2. Bring a saucepan of water with 1 teaspoon (5 ml) salt to a boil, then add the cauliflower head. Cook for 10 minutes, then drain and set aside.
3. Smoke the cauliflower by placing a hot charcoal disk inside a small foil container, then adding a handful of dried impepho herb. When the impepho starts smoking, place it inside a kettle braai with the cauliflower. Close the kettle braai lid and allow to smoke for at least 10-15 minutes. Remove from the kettle braai and set aside.
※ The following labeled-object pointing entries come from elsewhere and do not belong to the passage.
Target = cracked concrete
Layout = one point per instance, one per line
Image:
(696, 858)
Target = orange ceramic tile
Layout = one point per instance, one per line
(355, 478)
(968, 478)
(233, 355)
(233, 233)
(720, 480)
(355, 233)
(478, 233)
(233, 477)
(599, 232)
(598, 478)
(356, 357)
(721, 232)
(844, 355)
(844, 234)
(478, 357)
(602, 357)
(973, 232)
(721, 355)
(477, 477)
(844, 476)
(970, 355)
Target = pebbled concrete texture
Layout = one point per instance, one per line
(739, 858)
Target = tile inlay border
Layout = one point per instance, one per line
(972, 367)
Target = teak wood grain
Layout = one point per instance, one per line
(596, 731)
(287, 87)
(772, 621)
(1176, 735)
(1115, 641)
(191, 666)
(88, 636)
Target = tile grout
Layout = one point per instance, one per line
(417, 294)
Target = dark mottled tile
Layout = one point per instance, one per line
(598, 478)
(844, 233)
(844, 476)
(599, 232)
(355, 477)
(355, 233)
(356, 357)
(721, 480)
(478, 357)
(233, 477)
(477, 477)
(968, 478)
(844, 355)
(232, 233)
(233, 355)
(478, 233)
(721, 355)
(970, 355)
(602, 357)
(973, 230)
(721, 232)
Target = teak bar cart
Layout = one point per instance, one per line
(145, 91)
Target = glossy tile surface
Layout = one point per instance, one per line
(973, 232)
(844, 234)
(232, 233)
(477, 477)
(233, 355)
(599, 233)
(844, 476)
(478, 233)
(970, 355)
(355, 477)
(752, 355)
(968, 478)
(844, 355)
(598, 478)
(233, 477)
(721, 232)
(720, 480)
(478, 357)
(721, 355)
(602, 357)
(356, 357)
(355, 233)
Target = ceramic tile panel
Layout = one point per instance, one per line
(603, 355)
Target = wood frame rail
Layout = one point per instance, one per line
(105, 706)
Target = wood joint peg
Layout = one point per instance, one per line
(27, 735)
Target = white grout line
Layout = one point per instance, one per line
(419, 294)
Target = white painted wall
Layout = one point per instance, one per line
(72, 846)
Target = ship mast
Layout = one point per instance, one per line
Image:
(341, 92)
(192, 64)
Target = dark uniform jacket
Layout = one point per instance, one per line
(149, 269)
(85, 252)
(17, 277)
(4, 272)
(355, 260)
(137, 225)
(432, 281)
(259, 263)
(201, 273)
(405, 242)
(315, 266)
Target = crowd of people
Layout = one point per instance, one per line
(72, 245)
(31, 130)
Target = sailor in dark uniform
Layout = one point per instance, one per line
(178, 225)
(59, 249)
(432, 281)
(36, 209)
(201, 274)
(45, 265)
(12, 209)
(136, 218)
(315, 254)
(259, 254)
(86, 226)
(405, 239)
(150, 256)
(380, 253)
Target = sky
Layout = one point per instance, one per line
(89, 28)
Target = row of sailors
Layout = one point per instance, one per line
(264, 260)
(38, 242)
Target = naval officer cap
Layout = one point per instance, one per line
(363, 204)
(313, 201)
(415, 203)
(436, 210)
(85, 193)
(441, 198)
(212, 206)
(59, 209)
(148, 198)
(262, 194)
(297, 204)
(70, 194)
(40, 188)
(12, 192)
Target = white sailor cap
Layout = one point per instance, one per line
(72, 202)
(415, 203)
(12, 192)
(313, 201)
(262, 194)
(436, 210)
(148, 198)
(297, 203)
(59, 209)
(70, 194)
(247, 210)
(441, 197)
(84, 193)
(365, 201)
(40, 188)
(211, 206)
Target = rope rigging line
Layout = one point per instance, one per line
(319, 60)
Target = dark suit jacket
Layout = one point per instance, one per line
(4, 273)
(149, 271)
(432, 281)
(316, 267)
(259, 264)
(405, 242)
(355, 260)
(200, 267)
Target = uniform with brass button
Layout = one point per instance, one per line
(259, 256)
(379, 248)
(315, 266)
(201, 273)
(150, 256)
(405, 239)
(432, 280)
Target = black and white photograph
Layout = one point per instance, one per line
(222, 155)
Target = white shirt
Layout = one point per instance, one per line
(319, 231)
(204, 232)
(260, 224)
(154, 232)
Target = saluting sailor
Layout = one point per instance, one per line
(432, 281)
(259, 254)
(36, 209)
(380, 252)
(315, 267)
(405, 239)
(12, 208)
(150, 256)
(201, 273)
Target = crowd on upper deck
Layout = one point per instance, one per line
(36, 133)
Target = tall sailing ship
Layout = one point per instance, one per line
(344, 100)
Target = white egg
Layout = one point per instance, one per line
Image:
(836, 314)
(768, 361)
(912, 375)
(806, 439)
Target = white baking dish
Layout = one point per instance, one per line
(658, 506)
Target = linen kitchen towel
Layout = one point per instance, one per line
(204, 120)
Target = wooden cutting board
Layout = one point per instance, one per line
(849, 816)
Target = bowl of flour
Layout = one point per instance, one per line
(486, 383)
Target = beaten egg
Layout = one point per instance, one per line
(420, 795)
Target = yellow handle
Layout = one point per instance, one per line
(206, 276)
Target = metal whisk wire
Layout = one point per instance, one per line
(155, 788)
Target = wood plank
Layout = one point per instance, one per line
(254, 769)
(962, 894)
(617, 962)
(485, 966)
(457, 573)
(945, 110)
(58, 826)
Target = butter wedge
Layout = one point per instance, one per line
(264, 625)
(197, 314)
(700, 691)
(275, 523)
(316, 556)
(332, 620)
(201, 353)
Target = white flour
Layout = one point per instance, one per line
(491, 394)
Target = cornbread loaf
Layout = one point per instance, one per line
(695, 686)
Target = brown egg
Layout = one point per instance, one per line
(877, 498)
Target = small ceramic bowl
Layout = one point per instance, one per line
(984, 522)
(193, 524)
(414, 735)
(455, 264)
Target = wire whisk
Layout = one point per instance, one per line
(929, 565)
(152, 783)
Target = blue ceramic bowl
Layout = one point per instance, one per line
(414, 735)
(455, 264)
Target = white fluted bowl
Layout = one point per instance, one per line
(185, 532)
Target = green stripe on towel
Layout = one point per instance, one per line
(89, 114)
Quick hack: Use your oven as a smoker. Place the impepho on an oven tray, light it and when it starts to smoke place the tray on the bottom rack of the oven. Then place the cauliflower on the rack directly above the impepho. Close the oven and allow to smoke for 5-10 minutes.
4. Mix the garlic with the olive oil and brush over the whole cauliflower. Season with salt and pepper. Place on a baking tray and roast in the preheated oven for 30 minutes until crisp on the outside.
5. While the cauliflower is roasting, make the sauce by first roasting the peppers in the oven until the skins are blackened.
6. Remove the peppers from the oven and place in a bowl, cover with clingwrap and allow to cool for 10 minutes.
7. Once cooled, peel the skins off and blend the peppers, then set aside.
8. Heat the oil, then add the garlic and paprika, and cook for 2 minutes on medium heat. Add the blended peppers and cook for 5 minutes, stirring continuously to ensure that the sauce doesn’t stick and burn.
9. Add the lemon juice and brown sugar, cook for a further 2 minutes, then season with salt and pepper.
10. To serve, slice the cauliflower into steaks or leave whole, then place on a platter. Pour the sauce over the cauliflower and top with chopped herbs.